Il buon senso imporrebbe un supplemento di prudenza a Conte per almeno due motivi. Il primo riguarda le non felici prospettive del Movimento, sia per il crollo di consensi sia per il futuro del «campo largo» di Letta, l’alleanza elettorale che consentirebbe ai grillini di essere competitivi nei collegi uninominali e che ormai è seriamente a rischio. Il secondo è che l’ex premier avrebbe tutto l’interesse a cogliere l’uscita strategica offertagli da Draghi. Ecco l’altro aspetto importante della conferenza stampa, quando l’ex banchiere centrale ha detto di aver trovato nelle richieste dei Cinquestelle «molti punti di convergenza con l’agenda del governo», in linea con l’incontro con le parti sociali. Qui si apre il cantiere del nuovo patto sociale: salario minimo, riduzione del cuneo sociale (la differenza fra lordo e netto in busta paga), tutela del potere d’acquisto per le famiglie. Siamo oltre la contingenza attuale, proiettati nell’autunno pieno di rischi: e se lo dice uno come Draghi, peraltro portato a non drammatizzare, c’è da credergli.

Siamo quindi prossimi alla legge di bilancio, un passaggio obbligato e non scontato in tempi di rinnovato assalto alla diligenza e alla messa in campo delle bandierine di partito. Appuntamento da raggiungere senza scostamenti di bilancio, di nuovo contestato da Salvini. La cura dei mali sociali si tiene con la governabilità e viceversa.

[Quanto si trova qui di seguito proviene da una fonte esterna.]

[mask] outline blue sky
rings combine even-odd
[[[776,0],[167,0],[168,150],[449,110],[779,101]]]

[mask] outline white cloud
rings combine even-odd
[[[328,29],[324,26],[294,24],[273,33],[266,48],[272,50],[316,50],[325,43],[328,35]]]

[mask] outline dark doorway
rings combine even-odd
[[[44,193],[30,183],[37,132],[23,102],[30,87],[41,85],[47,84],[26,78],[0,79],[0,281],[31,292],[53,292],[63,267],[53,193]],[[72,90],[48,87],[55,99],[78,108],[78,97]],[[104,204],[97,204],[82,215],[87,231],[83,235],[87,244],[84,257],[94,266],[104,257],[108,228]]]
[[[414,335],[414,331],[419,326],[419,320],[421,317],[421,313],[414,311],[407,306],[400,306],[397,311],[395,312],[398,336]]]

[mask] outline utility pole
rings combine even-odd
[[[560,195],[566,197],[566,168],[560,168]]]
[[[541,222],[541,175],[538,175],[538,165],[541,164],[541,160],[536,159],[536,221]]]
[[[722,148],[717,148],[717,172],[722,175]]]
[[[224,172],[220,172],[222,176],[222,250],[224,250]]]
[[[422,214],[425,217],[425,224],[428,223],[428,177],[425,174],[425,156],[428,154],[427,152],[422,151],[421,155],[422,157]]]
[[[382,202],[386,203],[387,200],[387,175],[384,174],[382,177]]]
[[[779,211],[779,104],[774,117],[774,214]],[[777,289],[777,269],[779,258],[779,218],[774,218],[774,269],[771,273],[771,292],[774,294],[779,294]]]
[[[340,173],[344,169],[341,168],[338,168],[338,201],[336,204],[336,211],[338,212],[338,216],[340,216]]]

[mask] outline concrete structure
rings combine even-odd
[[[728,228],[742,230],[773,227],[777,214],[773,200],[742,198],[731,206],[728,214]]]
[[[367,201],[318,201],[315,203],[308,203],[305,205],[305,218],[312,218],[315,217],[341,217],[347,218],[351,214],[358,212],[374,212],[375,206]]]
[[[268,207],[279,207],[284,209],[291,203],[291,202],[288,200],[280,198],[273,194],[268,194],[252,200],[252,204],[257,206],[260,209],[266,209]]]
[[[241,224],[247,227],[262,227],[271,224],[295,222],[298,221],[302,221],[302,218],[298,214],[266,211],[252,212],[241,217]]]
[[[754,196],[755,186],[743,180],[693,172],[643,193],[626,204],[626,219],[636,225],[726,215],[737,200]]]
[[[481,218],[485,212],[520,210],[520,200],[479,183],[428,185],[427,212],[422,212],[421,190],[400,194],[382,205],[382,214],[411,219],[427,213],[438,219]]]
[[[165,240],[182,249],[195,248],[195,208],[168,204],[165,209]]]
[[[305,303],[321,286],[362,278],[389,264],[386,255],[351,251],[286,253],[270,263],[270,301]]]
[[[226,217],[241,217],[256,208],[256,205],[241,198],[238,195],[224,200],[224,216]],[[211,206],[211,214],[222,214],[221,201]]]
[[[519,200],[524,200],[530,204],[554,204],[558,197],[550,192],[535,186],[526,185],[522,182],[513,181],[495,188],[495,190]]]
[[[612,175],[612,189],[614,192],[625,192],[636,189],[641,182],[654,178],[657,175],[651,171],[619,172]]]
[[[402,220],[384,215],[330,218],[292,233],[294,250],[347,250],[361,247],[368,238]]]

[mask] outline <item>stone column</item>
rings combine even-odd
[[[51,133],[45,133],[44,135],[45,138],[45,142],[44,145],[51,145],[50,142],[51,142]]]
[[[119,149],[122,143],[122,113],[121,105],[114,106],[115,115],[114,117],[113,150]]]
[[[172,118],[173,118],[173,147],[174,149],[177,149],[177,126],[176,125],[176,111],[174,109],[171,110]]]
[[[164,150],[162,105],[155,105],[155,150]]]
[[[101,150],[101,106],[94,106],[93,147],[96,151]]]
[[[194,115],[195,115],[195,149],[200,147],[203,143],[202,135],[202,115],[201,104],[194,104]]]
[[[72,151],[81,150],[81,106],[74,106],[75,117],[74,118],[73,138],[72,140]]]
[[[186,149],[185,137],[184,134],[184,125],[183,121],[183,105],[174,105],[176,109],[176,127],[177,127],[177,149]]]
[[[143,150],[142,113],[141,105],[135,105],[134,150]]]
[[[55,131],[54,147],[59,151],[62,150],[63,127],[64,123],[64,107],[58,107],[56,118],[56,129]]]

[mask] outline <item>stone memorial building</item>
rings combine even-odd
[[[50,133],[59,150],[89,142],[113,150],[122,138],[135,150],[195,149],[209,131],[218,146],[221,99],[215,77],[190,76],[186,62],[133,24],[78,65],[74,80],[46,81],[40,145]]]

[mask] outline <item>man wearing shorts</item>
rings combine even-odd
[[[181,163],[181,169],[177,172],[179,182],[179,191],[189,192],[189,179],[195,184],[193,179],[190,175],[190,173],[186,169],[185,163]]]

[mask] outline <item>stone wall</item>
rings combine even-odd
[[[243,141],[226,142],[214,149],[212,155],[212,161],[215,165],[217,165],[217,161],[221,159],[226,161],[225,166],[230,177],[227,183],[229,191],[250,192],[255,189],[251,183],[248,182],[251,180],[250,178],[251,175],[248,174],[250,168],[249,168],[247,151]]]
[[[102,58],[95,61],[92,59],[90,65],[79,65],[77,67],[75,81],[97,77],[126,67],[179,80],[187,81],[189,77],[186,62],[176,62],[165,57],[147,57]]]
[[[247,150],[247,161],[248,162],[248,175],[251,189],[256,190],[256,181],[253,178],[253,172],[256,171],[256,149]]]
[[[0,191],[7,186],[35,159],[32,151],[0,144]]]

L’agenda sociale e concertativa di Draghi apre una nuova fase che, volendo, può essere spesa dallo stesso Conte come parte della propria offensiva: la defezione sarebbe incomprensibile e difficile pure da spiegare al Paese proprio mentre si sta mettendo a terra una politica economica redistributiva, nella consapevolezza delle difficoltà che gli italiani stanno attraversando in questi mesi drammatici. Tuttavia anche qui il sentiero è stretto, perché dovrebbe segnare il limite fra l’interesse generale perseguito dalla politica dei redditi e le posizioni di bandiera dei partiti. Resta in agguato quella che un osservatore ha definito la «congiura dei perdenti».

Le convulsioni dei grillini potrebbero avere un effetto rimbalzo sui tormenti leghisti in quella che fino a ieri sembrava una corsa fra Conte e Salvini a chi per primo staccava la spina all’esecutivo: le due forze, pur senza una strategia comune, oggettivamente giocano di sponda. I tormenti contiani hanno messo in pausa il declino di Salvini, insidiato e sorpassato dalla Meloni che – come da sondaggi e dalle recenti amministrative – sta assediando a proprio vantaggio il capitale di voti della Lega: la destra avanza anche per l’incapacità dei partner tradizionali di trovare nuovi equilibri interni e una ragione d’essere in tempi mutati. Anche dovesse risolversi senza traumi la quasi crisi di questi giorni, rimarrebbero le ragioni di fondo di una stabile instabilità che ha segnato la legislatura e che rimanda alla perdita di senso collettivo del sistema partitico. Con un interrogativo gravido di conseguenze future: chi, fra la compagnia guastatori e la compagine dei responsabili, rimarrà con il cerino acceso?